What are Commonwealth Income & Growth Fund Iv's Business Segments?
The Partnership generally purchases only equipment that is subject to a lease
or for which a lease or similar agreement will be entered into contemporaneously
with the consummation of the Partnership’s acquisition of the equipment.
The General Partner leases most of the equipment purchased by the Partnership
to third parties pursuant to operating or finance leases. Types of leases which
the General Partner may enter into are operating leases, finance leases and
conditional sales contracts.
Operating leases are relatively short-term (12 to 48 month) leases under which
the aggregate non-cancellable rental payments during the original term of the
lease are not sufficient to permit the lessor to recover the purchase price
of the subject equipment.
In a finance lease, the lessor generally recovers at least 90% of the original
equipment cost during the lease term.
A conditional sales contract generally provides that the non-cancellable payments
to the seller over the term of the contract are sufficient to recover the investment
in such equipment and to provide a return on such investment. Under a conditional
sales contract, the seller reserves title to and retains a security interest
in, the equipment until the purchase price of the equipment is paid.
In general, the terms of the Partnership’s leases, whether the equipment
is leased pursuant to an operating lease or a finance lease, depend upon a variety
of factors, including: the desirability of each type of lease from both an investment
and a tax point of view; the relative demand among lessees for operating or
full payout net leases; the type and use of equipment and its anticipated residual
value; the business of the lessee and its credit rating; the availability and
cost of financing; regulatory considerations; the accounting treatment of the
lease sought by the lessee or the Partnership; and competitive factors.

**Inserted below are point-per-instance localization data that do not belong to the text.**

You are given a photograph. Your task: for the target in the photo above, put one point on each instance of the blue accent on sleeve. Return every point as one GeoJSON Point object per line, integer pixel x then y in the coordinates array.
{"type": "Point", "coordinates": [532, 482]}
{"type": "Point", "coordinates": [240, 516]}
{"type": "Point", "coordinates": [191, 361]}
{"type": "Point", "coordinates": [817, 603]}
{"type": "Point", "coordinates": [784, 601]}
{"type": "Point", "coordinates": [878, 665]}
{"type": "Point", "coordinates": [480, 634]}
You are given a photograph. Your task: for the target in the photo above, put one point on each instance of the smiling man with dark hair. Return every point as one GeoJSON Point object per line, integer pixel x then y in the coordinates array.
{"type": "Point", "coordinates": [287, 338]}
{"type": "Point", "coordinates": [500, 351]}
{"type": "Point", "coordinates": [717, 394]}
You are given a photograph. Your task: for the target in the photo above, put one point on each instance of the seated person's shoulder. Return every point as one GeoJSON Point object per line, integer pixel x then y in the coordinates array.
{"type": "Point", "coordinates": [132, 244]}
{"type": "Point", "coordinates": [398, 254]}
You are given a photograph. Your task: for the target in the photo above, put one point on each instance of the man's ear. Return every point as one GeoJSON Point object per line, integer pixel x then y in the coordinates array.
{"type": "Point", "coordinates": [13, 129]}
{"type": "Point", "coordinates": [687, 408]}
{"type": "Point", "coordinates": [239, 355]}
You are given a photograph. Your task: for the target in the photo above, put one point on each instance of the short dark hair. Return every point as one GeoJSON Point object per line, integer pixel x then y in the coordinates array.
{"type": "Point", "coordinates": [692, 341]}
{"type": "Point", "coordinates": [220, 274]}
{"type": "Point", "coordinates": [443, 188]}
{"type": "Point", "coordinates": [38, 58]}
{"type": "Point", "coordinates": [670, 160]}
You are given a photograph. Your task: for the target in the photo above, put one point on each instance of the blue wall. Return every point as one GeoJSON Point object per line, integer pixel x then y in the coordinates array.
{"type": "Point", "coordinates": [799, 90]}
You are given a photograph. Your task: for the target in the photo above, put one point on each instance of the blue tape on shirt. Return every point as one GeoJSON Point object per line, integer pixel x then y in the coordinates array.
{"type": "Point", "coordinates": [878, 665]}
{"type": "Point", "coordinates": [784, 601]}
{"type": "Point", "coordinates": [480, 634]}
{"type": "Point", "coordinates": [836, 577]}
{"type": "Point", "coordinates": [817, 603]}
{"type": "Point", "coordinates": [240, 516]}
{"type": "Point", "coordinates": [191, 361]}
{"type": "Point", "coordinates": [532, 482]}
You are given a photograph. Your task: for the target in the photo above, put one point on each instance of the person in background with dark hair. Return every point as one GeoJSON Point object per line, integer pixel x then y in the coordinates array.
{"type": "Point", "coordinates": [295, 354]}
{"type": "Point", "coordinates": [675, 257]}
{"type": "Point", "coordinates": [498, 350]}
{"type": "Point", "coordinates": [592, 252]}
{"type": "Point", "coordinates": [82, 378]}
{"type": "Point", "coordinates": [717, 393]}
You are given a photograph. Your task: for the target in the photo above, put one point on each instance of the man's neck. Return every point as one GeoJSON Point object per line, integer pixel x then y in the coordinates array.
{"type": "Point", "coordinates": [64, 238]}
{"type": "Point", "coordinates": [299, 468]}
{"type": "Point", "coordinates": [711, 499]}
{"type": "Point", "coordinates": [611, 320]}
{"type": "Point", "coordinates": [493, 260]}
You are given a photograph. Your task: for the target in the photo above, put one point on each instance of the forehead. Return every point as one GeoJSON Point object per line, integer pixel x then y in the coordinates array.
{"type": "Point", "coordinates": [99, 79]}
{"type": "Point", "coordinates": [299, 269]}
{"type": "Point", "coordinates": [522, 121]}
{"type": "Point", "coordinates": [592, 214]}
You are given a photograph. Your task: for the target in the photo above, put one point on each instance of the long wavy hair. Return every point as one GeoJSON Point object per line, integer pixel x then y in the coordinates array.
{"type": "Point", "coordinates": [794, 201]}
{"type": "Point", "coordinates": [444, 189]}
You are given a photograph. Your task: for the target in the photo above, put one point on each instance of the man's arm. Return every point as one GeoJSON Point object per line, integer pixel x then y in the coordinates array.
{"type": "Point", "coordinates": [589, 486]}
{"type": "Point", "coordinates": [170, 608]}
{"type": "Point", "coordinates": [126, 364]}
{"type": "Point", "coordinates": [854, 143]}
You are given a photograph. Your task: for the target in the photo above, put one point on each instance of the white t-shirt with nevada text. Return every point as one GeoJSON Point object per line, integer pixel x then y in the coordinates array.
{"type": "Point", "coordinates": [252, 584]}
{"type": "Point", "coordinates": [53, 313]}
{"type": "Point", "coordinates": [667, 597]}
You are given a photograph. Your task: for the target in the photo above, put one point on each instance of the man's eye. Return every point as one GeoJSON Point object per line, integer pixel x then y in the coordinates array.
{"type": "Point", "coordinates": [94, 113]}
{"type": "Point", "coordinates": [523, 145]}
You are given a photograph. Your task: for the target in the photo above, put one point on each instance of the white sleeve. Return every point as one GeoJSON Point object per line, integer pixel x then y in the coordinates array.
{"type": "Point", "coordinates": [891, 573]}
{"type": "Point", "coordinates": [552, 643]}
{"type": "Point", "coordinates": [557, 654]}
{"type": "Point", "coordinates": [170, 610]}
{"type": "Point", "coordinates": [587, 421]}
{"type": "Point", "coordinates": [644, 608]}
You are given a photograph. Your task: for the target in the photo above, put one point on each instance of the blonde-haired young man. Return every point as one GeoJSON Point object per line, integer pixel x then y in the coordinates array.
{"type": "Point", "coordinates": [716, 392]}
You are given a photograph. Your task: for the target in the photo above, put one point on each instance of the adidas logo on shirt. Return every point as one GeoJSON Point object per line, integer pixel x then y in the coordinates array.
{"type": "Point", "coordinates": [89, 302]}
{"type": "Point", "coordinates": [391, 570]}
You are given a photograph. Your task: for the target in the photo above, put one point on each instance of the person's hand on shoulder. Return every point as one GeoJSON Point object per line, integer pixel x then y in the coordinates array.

An operating lease generally represents a greater risk to the Partnership than
a finance lease, because in order to recover the purchase price of the subject
equipment and earn a return on such investment, it is necessary to renew or
extend the operating lease, lease the equipment to a third party at the end
of the original lease term, or sell the equipment. On the other hand, the term
of an operating lease is generally much shorter than the term of a finance lease,
and the lessor is thus afforded an opportunity under an operating lease to re-lease
or sell the subject equipment at an earlier stage of the equipment’s life
cycle than under a finance lease. Also, the annual rental payments received
under an operating lease are ordinarily higher than those received under a finance
lease.
The Partnership’s policy is to generally enter into “triple net
leases” (or the equivalent, in the case of a conditional sales contract)
which typically provide that the lessee or some other party bear the risk of
physical loss of the equipment; pay taxes relating to the lease or use of the
equipment; maintain the equipment; indemnify the Partnership-lessor against
any liability suffered by the Partnership as the result of any act or omission
of the lessee or its agents; maintain casualty insurance in an amount equal
to the greater of the full value of the equipment and a specified amount set
forth in the lease; and maintain liability insurance naming the Partnership
as an additional insured with a minimum coverage which the General Partner deems
appropriate. In addition, the Partnership may purchase “umbrella”
insurance policies to cover excess liability and casualty losses, to the extent
deemed practicable and advisable by the General Partner.
The terms and conditions of the Partnership’s leases, or conditional sales
contracts, are each determined by negotiation and may impose substantial obligations
upon the Partnership. Where the Partnership assumes maintenance or service obligations,
the General Partner generally causes the Partnership to enter into separate
maintenance or service agreements with manufacturers or certified maintenance
organizations to provide such services. Such agreements generally require annual
or more frequent adjustment of service fees. As of December 31, 2015, the Partnership
has not entered into any such agreements.